Tenez vous bien, notre pays, producteur et exportateur de banane plantain vers les pays limitrophes est aujourd’hui obligé d’importer la banane plantin. Les commerçantes du vivrier vont acheter la banane plantin au Libéria pour alimenter nos marchés. Trois régimes de bananes plantin se négocient entre 10000 et 20000 F CFA sur nos marchés.  Les produits de consommation courante comme l’huile et le pain connaissent une augmentation sans précèdent.

  Notre pays dépense plus de 300 milliards de F CFA chaque année pour importer du poisson.

Aujourd’hui le maïs qui entre à la fois dans l’alimentation humaine et animale, voit son prix s’envoler au point qu’il impact des secteurs naguère prospère comme l’aviculture.  Notre pays dépense plus de 300 milliards de F CFA chaque année pour importer du poisson. Nous avons pourtant bénéficié pendant des années l’aide de l’Union Européenne pour développer le secteur de l’aquaculture et de la pêche. Rappelons que la Côte d’Ivoire dispose d’énormes ressources en eaux qui non seulement ne sont pas utilisées pour l’aquaculture, mais sont sujettes à la pollution par l’orpaillage clandestin. C’est le résumé de notre échec», a fait observer ce cadre du Pdci. 

Les indicateurs économiques qu’il a dévoilé ne sont guerre rassurants. « n note que le budget de notre pays présente un solde négatif depuis 2012 (-2.9 % du PIB), -5.5 % du PIB en 2020 et projetée à – 5.7 % du PIB en 2022, au-dessus des normes communautaires qui sont de 3% maximum. Le stock de la dette de notre pays atteint un niveau jamais égalé. En effet le stock de notre dette était en fin mars 2010 à 5281, 605 milliards de F CFA. Il est projeté à 25701 milliards de F CFA en 2023et 29755, 7 milliards en 2025, soit une augmentation de 600% sur la période 2011-2025.
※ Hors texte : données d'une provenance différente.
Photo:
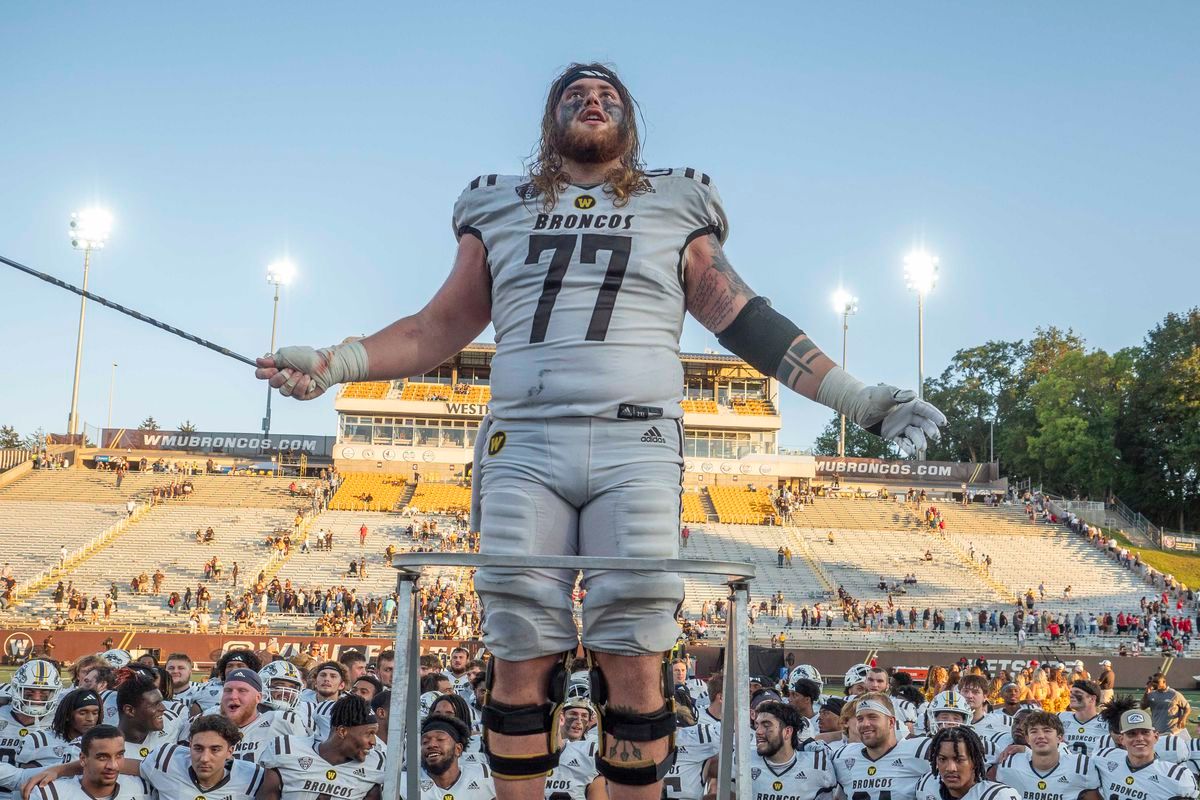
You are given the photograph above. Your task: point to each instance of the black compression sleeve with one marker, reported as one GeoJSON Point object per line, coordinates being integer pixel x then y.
{"type": "Point", "coordinates": [760, 335]}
Le service de la dette est estimé à 3686 milliards de FCFA en 2023, 4532, 4 milliards de FCFA en 2024 et 4869,6 milliards de F CFA en 2025, soit un total 13098 milliards de FCFA sur la période 2023-2025. L’inflation est passée de 0,7 % en 2016 à 2,4 % en 2020 et 4,2 % en 2021. Ce taux d’inflation selon les prévisions du ministère du budget s’établirait à 4,5 % en 2022.
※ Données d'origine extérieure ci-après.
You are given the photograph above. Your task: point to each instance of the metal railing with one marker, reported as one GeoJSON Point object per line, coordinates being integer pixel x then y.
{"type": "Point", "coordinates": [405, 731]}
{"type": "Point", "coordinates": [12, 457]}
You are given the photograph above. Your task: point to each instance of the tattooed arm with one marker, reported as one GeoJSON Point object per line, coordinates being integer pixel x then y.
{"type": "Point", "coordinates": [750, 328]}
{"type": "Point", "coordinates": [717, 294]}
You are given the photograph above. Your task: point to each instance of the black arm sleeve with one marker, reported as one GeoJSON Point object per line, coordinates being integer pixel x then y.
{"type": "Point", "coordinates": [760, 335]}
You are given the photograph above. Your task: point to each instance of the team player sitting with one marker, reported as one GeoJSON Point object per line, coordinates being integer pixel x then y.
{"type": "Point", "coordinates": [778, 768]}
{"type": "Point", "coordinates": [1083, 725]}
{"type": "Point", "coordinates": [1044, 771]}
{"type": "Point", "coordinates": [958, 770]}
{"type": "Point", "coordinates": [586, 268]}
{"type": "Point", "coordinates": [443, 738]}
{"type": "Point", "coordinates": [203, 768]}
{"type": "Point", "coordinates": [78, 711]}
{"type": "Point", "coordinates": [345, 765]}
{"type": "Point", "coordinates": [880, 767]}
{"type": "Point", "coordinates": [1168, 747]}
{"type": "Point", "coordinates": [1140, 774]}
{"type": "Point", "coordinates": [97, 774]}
Les indicateurs ci-dessus soulignent la fragilité de notre économie. Les perspectives ne sont guère à l’optimisme eu égard à la conjoncture nationale, aux chocs extérieurs et les impacts du changement climatique», a-t-il ajouté.
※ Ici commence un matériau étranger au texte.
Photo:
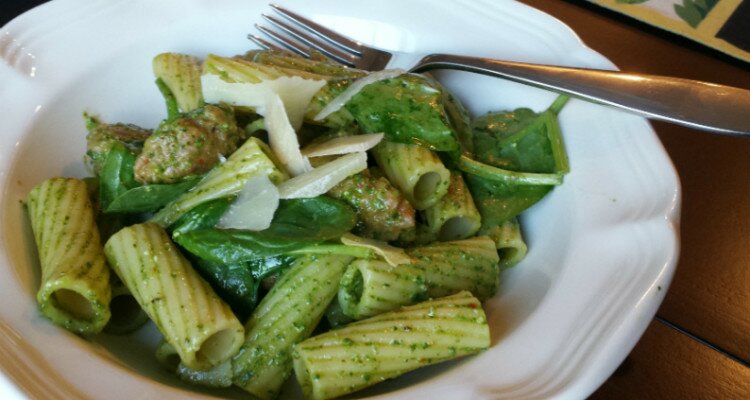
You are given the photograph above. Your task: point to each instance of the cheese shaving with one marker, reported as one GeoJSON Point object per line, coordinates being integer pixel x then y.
{"type": "Point", "coordinates": [322, 179]}
{"type": "Point", "coordinates": [254, 207]}
{"type": "Point", "coordinates": [341, 100]}
{"type": "Point", "coordinates": [295, 93]}
{"type": "Point", "coordinates": [392, 255]}
{"type": "Point", "coordinates": [343, 145]}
Outre cette analyse de l’un des partis significatifs de l’opposition ivoirienne, le ressenti de l’Ivoirien lambda est l’inquiétude du lendemain, vu que tout est cher et qu’aucun signe d’espoir ne se profile à l’horizon. Fuir la conjoncture, se réfugier dans les buzz servis à gogo par les réseaux sociaux n’épargne pas de la vie chère. La réalité est tangible et il appartient au gouvernement de mettre tout en œuvre pour redonner espoir aux Ivoiriens.

On peut à loisir dénoncer la forme du discours de Bebi Philip mais, le fond est inattaquable: Le peuple a faim! Le peuple a faim! Or, «un Homme qui a faim n’est pas un Homme libre», avait expliqué Félix Houphouët Boigny, premier président ivoirien, de qui se réclame, d’ailleurs, une grande majorité des leaders politiques actuels.